I know this event, nearly 155 years ago, has been discussed before. But IMO the debate moved too quickly towards the future - 1870 and later.
Modified from the Wiki:
Paris, France: On the evening of 14 January 1858, as Emperor Napoleon III. and Empress Eugénie were on their way to the theatre in the Rue Pelletier, the Italian radical Felice Orsini and his accomplices threw three bombs at the imperial carriage. The first bomb landed among the horsemen in front of the carriage. The second bomb wounded the animals and smashed the carriage glass. The third bomb landed in the carriage and killed the emperor and empress.
Additional notes:
~ Orsini himself was wounded on the right temple and stunned. He tended to his wounds and returned to his lodgings, where police found him the next day.
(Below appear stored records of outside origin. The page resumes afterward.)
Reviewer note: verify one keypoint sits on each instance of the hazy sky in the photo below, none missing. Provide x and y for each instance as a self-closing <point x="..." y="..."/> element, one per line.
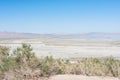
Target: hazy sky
<point x="60" y="16"/>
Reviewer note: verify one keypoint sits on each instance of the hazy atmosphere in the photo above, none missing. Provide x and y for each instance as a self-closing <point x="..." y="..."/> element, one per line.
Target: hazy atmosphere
<point x="60" y="16"/>
<point x="59" y="39"/>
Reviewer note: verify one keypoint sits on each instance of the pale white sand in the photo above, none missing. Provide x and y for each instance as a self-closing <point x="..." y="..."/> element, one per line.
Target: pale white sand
<point x="80" y="77"/>
<point x="69" y="48"/>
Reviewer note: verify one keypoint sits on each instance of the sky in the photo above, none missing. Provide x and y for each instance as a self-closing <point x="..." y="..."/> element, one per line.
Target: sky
<point x="60" y="16"/>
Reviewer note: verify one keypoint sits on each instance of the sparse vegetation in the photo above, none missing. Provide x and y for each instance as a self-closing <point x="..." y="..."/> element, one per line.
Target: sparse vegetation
<point x="23" y="64"/>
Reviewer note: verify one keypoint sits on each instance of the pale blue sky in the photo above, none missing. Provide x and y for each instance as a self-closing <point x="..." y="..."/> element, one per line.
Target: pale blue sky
<point x="60" y="16"/>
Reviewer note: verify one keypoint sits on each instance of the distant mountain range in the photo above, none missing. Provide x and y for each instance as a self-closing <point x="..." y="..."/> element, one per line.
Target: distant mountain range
<point x="92" y="35"/>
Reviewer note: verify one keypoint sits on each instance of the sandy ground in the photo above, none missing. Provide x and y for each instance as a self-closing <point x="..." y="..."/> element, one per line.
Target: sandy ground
<point x="69" y="48"/>
<point x="80" y="77"/>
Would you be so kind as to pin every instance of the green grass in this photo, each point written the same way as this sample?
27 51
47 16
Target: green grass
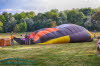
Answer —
69 54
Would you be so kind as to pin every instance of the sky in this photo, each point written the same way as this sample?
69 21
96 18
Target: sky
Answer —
13 6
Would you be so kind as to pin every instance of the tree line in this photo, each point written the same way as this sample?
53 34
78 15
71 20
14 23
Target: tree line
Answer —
29 21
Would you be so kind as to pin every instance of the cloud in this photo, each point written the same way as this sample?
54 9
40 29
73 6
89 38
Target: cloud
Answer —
45 5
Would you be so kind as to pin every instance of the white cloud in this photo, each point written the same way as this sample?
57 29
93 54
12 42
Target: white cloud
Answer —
45 5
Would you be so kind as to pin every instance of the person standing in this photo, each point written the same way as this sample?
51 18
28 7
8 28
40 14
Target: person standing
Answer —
12 39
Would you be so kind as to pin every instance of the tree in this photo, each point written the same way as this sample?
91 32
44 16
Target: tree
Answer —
1 27
75 17
87 11
22 27
96 20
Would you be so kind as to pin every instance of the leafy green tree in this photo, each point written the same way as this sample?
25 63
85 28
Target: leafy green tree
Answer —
22 27
75 17
96 20
87 11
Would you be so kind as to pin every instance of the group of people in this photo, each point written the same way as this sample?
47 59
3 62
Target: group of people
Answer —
25 38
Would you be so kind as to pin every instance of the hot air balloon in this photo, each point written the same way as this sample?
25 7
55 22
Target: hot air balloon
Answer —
65 33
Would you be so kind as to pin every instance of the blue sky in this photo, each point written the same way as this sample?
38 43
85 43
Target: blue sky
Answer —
44 5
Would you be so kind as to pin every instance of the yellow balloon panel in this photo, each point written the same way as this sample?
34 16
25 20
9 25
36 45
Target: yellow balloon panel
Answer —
64 39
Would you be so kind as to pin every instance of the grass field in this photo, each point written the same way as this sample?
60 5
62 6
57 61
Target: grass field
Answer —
70 54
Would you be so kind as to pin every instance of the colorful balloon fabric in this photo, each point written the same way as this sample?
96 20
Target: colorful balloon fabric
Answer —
64 33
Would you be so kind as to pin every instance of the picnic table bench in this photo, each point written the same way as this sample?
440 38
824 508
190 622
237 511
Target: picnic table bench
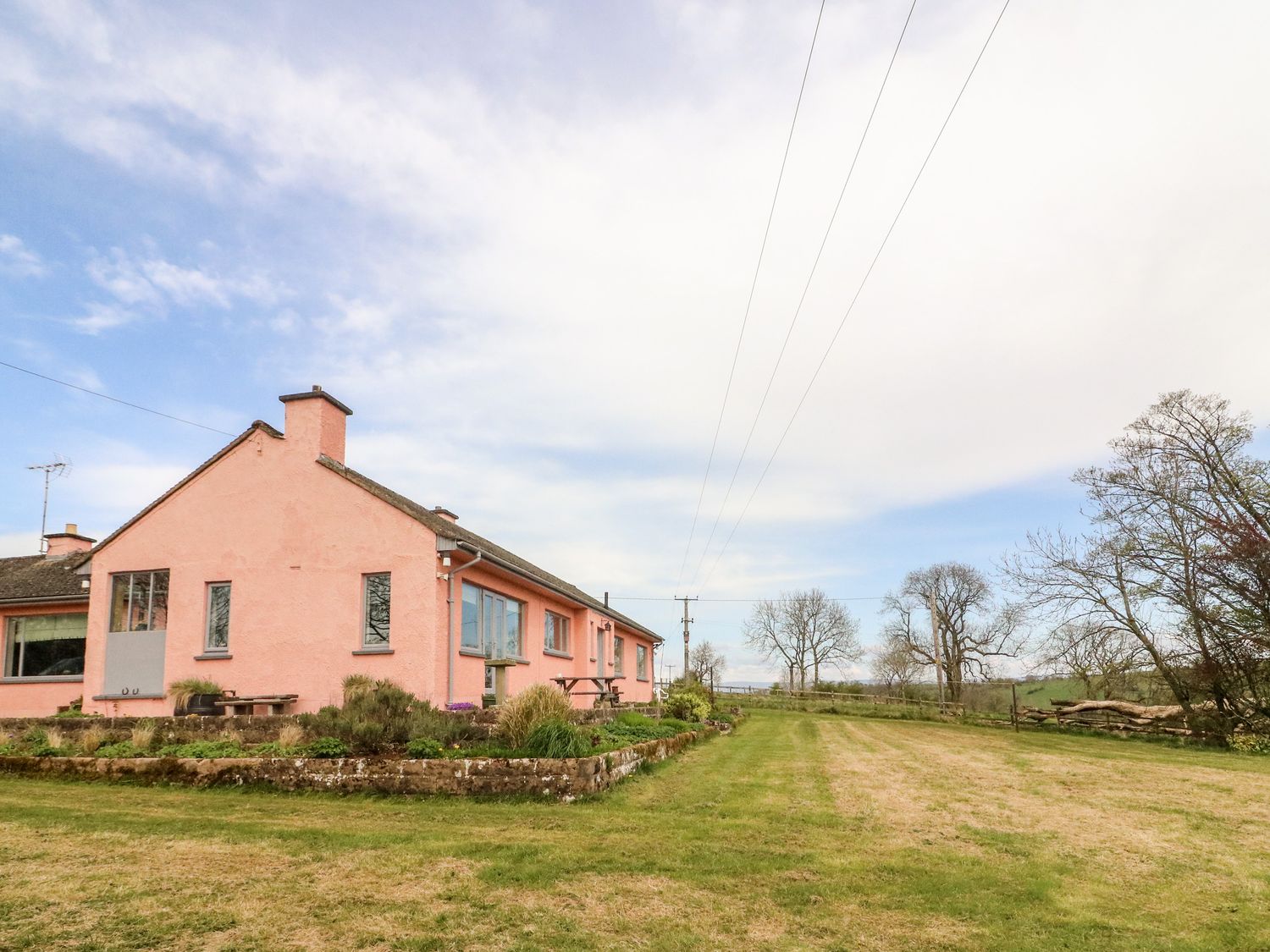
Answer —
605 687
246 703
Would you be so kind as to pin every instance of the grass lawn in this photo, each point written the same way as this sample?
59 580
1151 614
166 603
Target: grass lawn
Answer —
799 832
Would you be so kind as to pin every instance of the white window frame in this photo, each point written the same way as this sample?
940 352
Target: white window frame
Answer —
208 647
559 625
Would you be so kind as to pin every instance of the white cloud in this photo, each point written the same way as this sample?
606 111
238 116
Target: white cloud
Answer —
19 261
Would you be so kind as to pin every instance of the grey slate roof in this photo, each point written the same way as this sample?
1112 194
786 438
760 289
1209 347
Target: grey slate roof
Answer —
447 530
36 578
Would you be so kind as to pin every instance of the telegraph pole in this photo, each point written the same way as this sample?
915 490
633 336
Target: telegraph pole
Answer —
935 637
686 624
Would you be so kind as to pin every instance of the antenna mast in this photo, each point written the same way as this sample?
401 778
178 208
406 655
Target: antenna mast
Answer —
58 467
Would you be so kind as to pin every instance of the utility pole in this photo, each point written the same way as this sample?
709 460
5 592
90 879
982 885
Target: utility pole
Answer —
935 637
51 472
686 624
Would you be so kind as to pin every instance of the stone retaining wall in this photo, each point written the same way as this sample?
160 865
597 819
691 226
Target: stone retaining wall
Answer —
566 779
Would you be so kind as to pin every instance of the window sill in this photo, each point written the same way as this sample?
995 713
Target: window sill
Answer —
129 697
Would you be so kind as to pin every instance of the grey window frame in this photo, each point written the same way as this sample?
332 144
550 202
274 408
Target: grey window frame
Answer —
150 599
208 647
385 642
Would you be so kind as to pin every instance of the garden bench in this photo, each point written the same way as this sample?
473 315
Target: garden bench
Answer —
246 703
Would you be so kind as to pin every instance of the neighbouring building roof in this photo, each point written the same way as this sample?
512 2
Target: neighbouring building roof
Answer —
447 530
40 579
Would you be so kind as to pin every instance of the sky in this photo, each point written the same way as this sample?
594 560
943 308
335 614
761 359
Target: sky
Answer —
518 240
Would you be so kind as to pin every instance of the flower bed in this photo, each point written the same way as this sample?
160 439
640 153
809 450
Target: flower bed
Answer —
564 779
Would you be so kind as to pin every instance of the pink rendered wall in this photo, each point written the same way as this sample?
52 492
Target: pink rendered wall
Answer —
294 540
36 698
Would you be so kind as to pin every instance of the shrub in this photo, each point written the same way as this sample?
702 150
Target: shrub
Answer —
518 716
203 749
91 739
327 746
424 748
687 706
182 691
291 736
1250 744
555 738
142 734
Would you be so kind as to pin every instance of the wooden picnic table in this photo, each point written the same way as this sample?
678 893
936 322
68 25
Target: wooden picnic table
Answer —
605 687
234 703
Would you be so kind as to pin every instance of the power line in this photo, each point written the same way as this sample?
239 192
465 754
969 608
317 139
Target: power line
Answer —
807 287
754 283
116 400
856 297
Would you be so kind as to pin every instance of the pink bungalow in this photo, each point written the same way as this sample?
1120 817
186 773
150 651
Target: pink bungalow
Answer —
274 569
43 621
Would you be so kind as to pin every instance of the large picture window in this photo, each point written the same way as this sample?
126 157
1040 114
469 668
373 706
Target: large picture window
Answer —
45 647
556 634
376 609
218 617
139 601
493 624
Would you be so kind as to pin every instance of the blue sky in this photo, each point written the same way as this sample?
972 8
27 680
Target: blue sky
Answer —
518 239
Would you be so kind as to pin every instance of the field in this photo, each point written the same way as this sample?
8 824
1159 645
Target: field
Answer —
799 832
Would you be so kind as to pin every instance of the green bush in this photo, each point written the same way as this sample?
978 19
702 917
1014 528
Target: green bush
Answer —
424 748
687 706
518 716
122 748
327 746
203 749
555 738
1250 744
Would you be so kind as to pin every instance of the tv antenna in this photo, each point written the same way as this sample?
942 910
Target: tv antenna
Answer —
61 466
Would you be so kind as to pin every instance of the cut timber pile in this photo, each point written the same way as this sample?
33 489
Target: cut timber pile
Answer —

~ French police quickly determined that the bombs had been manufactured in England.
~ The heir, Napoleon, Prince Imperial, is not quite two years old.
~ The most influential Bonaparte will be Prince Napoleon, known as Plon-Plon. He is an anti-clerical liberal and favors the unification of Italy and the abolition of the Papal State. (Since this is before the 1859 Italian War, Plon-Plon has not yet the reputation as a battle-shy coward.)
What I don't know: How popular will be Bonapartism in general in early 1858? The Emperor has been martyred, but his heir is extremely weak. I cannot imagine much sympathy for the Italian cause following the assassination, and that might severly hamper any attempt of Plon-Plon to gain power.
How likely is another revolution? The idea of a republic will be very alive.
Other claimants are:
~ The Legitimist pretender of the time is Henri, the Count of Chambord. He lives in Schloss Frohsdorf in Austria.
~ The Orleanist pretender of the time is Philippe, the Count of Paris. He lives in Sheen House in Surrey, England.
~ French monarchists try to create a compromise by having the childless Chambord as first pretender and the Count of Paris as his desiganted heir, but nothing is resolved.
General ideas (German-centric, I admit):
*If* there is no French-Sardinian alliance, there will be no Italian War. This will highly affect the International Red Cross.
If there is no Italian War, there will be no fear of a French move against Austria proper through Southern Germany, thus no need for a general mobilisation in the German states.
Without this mobilisation, Prussia does no realite how weak their current system is and how urgently they need a military reform.
Without the royal reform plans, the conflict with the liberal parliament will not happen (or not anywhere as bitter), so the last-effort appointment of Bismarck will not happen.
There are many parts of the globe that will be similarly affected - Indochina, Algeria, Mexico, but I do not know enough about them to speculate.
But the central question is, of course: What will probably happen in France itself in 1858 and 1859?